Bel masuk berdentang nyaring tak lama kemudian. Pemuda itu mengajakku untuk kembali ke kelas bersamanya. "Bel masuk, ya. Ayo Natsuki-san kita kembali," ajaknya.

"Yozora-san, kau duluan saja," tolakku.

Pemuda itu menatapku heran, "Eh, kita kan di kelas yang sama. Ayo!" ajaknya lagi.

Aku menggeleng, "Aku hanya tak ingin, orang-orang melihatku berjalan bersama dengan idola sekolah. Bisa-bisa aku nanti berurusan dengan para penggemarnya," pikirku.

Seakan mengerti apa yang kupikirkan, Yozora Hoshi tertawa kecil, "Kau tak perlu khawatir, aku tidak sepopuler itu kok! Lagi pula mereka tidak akan mencari masalah denganmu," ujarnya.

Ia menggandeng tanganku dan tanpa dikomando jantungku berdetak kencang. Tanganku yang berada dalam genggamannya terasa begitu hangat. Iris coklatku menatap sosok Yozora Hoshi dari belakang. Punggung pemuda begitu lebar dan terlihat begitu hangat. Samar-samar aroma sitrus tercium saat ia berjalan.

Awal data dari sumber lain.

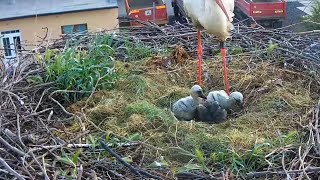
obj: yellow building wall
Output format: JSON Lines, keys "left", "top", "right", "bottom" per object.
{"left": 0, "top": 8, "right": 119, "bottom": 50}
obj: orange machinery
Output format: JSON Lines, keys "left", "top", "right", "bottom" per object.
{"left": 122, "top": 0, "right": 169, "bottom": 26}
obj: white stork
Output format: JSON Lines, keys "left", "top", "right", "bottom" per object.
{"left": 183, "top": 0, "right": 235, "bottom": 95}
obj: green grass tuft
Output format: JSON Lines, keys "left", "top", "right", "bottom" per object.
{"left": 124, "top": 100, "right": 176, "bottom": 124}
{"left": 42, "top": 35, "right": 119, "bottom": 103}
{"left": 124, "top": 75, "right": 149, "bottom": 97}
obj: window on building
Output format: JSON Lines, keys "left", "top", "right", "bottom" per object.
{"left": 61, "top": 24, "right": 88, "bottom": 34}
{"left": 2, "top": 37, "right": 11, "bottom": 57}
{"left": 1, "top": 29, "right": 22, "bottom": 58}
{"left": 13, "top": 36, "right": 22, "bottom": 52}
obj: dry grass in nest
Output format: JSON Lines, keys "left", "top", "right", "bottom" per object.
{"left": 171, "top": 45, "right": 190, "bottom": 66}
{"left": 87, "top": 90, "right": 127, "bottom": 120}
{"left": 65, "top": 50, "right": 319, "bottom": 172}
{"left": 126, "top": 114, "right": 148, "bottom": 132}
{"left": 84, "top": 54, "right": 316, "bottom": 141}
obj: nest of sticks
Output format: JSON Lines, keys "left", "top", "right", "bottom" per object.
{"left": 1, "top": 21, "right": 320, "bottom": 179}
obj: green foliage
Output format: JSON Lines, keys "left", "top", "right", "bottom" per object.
{"left": 72, "top": 149, "right": 83, "bottom": 166}
{"left": 26, "top": 75, "right": 44, "bottom": 85}
{"left": 43, "top": 35, "right": 118, "bottom": 102}
{"left": 93, "top": 35, "right": 117, "bottom": 57}
{"left": 172, "top": 131, "right": 300, "bottom": 176}
{"left": 194, "top": 148, "right": 211, "bottom": 173}
{"left": 229, "top": 46, "right": 243, "bottom": 55}
{"left": 266, "top": 43, "right": 278, "bottom": 57}
{"left": 195, "top": 148, "right": 205, "bottom": 167}
{"left": 177, "top": 163, "right": 204, "bottom": 173}
{"left": 275, "top": 130, "right": 300, "bottom": 146}
{"left": 57, "top": 155, "right": 76, "bottom": 167}
{"left": 127, "top": 132, "right": 142, "bottom": 141}
{"left": 55, "top": 149, "right": 83, "bottom": 179}
{"left": 124, "top": 39, "right": 153, "bottom": 61}
{"left": 302, "top": 0, "right": 320, "bottom": 30}
{"left": 42, "top": 34, "right": 155, "bottom": 103}
{"left": 125, "top": 75, "right": 149, "bottom": 97}
{"left": 88, "top": 135, "right": 98, "bottom": 149}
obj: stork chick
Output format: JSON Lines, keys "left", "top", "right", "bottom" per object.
{"left": 195, "top": 100, "right": 227, "bottom": 124}
{"left": 207, "top": 90, "right": 243, "bottom": 110}
{"left": 171, "top": 85, "right": 207, "bottom": 121}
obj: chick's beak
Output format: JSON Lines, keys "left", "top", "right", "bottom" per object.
{"left": 198, "top": 91, "right": 207, "bottom": 99}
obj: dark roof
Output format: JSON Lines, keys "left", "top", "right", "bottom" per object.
{"left": 0, "top": 0, "right": 118, "bottom": 21}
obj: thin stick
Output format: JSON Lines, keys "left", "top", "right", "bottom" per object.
{"left": 0, "top": 136, "right": 28, "bottom": 157}
{"left": 315, "top": 101, "right": 320, "bottom": 153}
{"left": 30, "top": 151, "right": 50, "bottom": 180}
{"left": 247, "top": 167, "right": 320, "bottom": 178}
{"left": 0, "top": 158, "right": 26, "bottom": 180}
{"left": 282, "top": 152, "right": 291, "bottom": 179}
{"left": 298, "top": 146, "right": 311, "bottom": 180}
{"left": 16, "top": 114, "right": 26, "bottom": 150}
{"left": 99, "top": 138, "right": 164, "bottom": 180}
{"left": 90, "top": 170, "right": 98, "bottom": 180}
{"left": 77, "top": 164, "right": 83, "bottom": 180}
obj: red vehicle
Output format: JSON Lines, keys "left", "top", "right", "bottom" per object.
{"left": 120, "top": 0, "right": 169, "bottom": 27}
{"left": 171, "top": 0, "right": 286, "bottom": 28}
{"left": 235, "top": 0, "right": 286, "bottom": 28}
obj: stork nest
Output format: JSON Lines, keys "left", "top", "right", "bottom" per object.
{"left": 2, "top": 43, "right": 320, "bottom": 179}
{"left": 62, "top": 45, "right": 320, "bottom": 178}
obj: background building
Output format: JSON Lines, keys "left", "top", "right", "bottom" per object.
{"left": 0, "top": 0, "right": 118, "bottom": 60}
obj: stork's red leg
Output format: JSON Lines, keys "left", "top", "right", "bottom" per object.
{"left": 197, "top": 30, "right": 203, "bottom": 86}
{"left": 220, "top": 41, "right": 230, "bottom": 95}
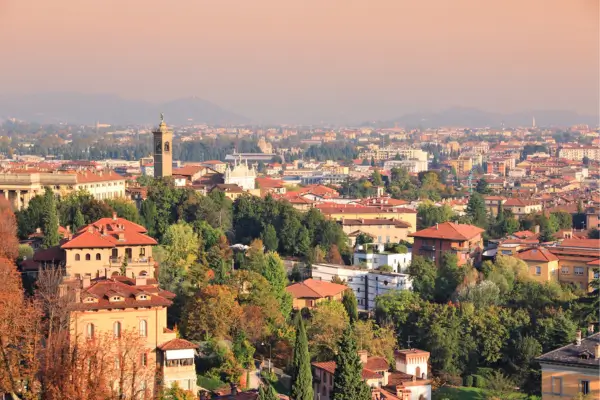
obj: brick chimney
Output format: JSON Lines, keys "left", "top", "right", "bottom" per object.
{"left": 595, "top": 344, "right": 600, "bottom": 359}
{"left": 588, "top": 323, "right": 595, "bottom": 335}
{"left": 575, "top": 330, "right": 582, "bottom": 346}
{"left": 82, "top": 276, "right": 91, "bottom": 289}
{"left": 112, "top": 212, "right": 118, "bottom": 221}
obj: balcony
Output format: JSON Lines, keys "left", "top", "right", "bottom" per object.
{"left": 106, "top": 256, "right": 153, "bottom": 267}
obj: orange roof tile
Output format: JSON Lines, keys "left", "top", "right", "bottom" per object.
{"left": 408, "top": 222, "right": 484, "bottom": 241}
{"left": 286, "top": 279, "right": 348, "bottom": 299}
{"left": 516, "top": 247, "right": 559, "bottom": 262}
{"left": 158, "top": 338, "right": 198, "bottom": 351}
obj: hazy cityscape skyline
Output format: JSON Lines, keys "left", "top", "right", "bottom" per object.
{"left": 1, "top": 0, "right": 598, "bottom": 124}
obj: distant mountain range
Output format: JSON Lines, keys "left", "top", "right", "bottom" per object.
{"left": 0, "top": 92, "right": 250, "bottom": 125}
{"left": 383, "top": 107, "right": 598, "bottom": 129}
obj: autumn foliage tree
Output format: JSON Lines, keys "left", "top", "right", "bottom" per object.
{"left": 183, "top": 284, "right": 242, "bottom": 340}
{"left": 0, "top": 197, "right": 19, "bottom": 260}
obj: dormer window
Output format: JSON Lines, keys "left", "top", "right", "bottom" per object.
{"left": 110, "top": 296, "right": 124, "bottom": 302}
{"left": 83, "top": 297, "right": 97, "bottom": 303}
{"left": 136, "top": 294, "right": 149, "bottom": 301}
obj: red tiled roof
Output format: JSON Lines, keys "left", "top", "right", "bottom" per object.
{"left": 76, "top": 170, "right": 125, "bottom": 183}
{"left": 504, "top": 198, "right": 540, "bottom": 207}
{"left": 558, "top": 239, "right": 600, "bottom": 250}
{"left": 364, "top": 356, "right": 389, "bottom": 371}
{"left": 341, "top": 218, "right": 411, "bottom": 228}
{"left": 286, "top": 279, "right": 348, "bottom": 299}
{"left": 158, "top": 338, "right": 198, "bottom": 351}
{"left": 69, "top": 278, "right": 174, "bottom": 311}
{"left": 312, "top": 361, "right": 383, "bottom": 381}
{"left": 516, "top": 247, "right": 559, "bottom": 262}
{"left": 512, "top": 230, "right": 537, "bottom": 239}
{"left": 62, "top": 216, "right": 156, "bottom": 249}
{"left": 317, "top": 205, "right": 417, "bottom": 215}
{"left": 408, "top": 222, "right": 484, "bottom": 241}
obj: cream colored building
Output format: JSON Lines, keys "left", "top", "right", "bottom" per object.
{"left": 61, "top": 214, "right": 157, "bottom": 279}
{"left": 224, "top": 159, "right": 257, "bottom": 191}
{"left": 0, "top": 170, "right": 126, "bottom": 210}
{"left": 68, "top": 275, "right": 198, "bottom": 396}
{"left": 558, "top": 145, "right": 600, "bottom": 161}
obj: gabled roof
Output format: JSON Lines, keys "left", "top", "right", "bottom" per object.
{"left": 516, "top": 247, "right": 559, "bottom": 262}
{"left": 504, "top": 198, "right": 540, "bottom": 207}
{"left": 408, "top": 222, "right": 484, "bottom": 241}
{"left": 285, "top": 278, "right": 348, "bottom": 299}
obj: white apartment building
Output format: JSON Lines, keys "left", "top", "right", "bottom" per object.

Ketika sampai di ujung tangga, suara ramai para siswa yang hendak ke kelas membuatku refleks menarik tanganku yang masih digandeng oleh pemuda itu. Sebelum yang lain menyadari kami berjalan bersama, cepat-cepat aku berjalan mendahuluinya menuju ruang kelas.

Begitu sampai di ruang kelas, aku bergegas menuju tempat dudukku. Jantungku masih berdetak kencang, bahkan tak ada tanda-tanda bahwa ia akan melambat. "Ada apa denganku? Apa aku sakit parah?" batinku.

"Hoshi!"

Aku tersentak begitu mendengar nama pemuda itu dipanggil. Diam-diam aku mencuri pandang kearahnya yang kini sekarang tengah menghampiri siswa yang memanggilnya. Sayup-sayup percakapan mereka tertangkap oleh indera pendengarku. "Kei tadi mencarimu. Dia bilang sepulang sekolah ia menunggumu untuk latihan."

Yozora Hoshi tersenyum. "Arigatou, Araki," balasnya.

Tiga puluh menit berlalu namun Miyamoto Sensei yang seharusnya mengajar tak kunjung datang. Sebagai gantinya masuk Kariya Sensei yang mengabarkan bahwa jam kelima ditiadakan karena guru-guru sedang rapat dengan dewan pengawas sekolah. Meskipun begitu kami diminta untuk tetap berada di dalam kelas dan tak membuat keributan. Begitu Kariya Sensei keluar, teman-teman di kelasku langsung bergerombol dengan circle mereka masing-masing. Hampir semua orang di kelasku memiliki circle-nya masing-masing. Terkecuali aku tentu saja. Sadar tak akan ada yang mengajakku berbicara seperti biasanya aku melanjutkan kebiasaanku setiap jam kosong, memandang keluar jendela. Tanpa menyadari jika sedari tadi sepasang iris obsidian tengah menatap ke arahku.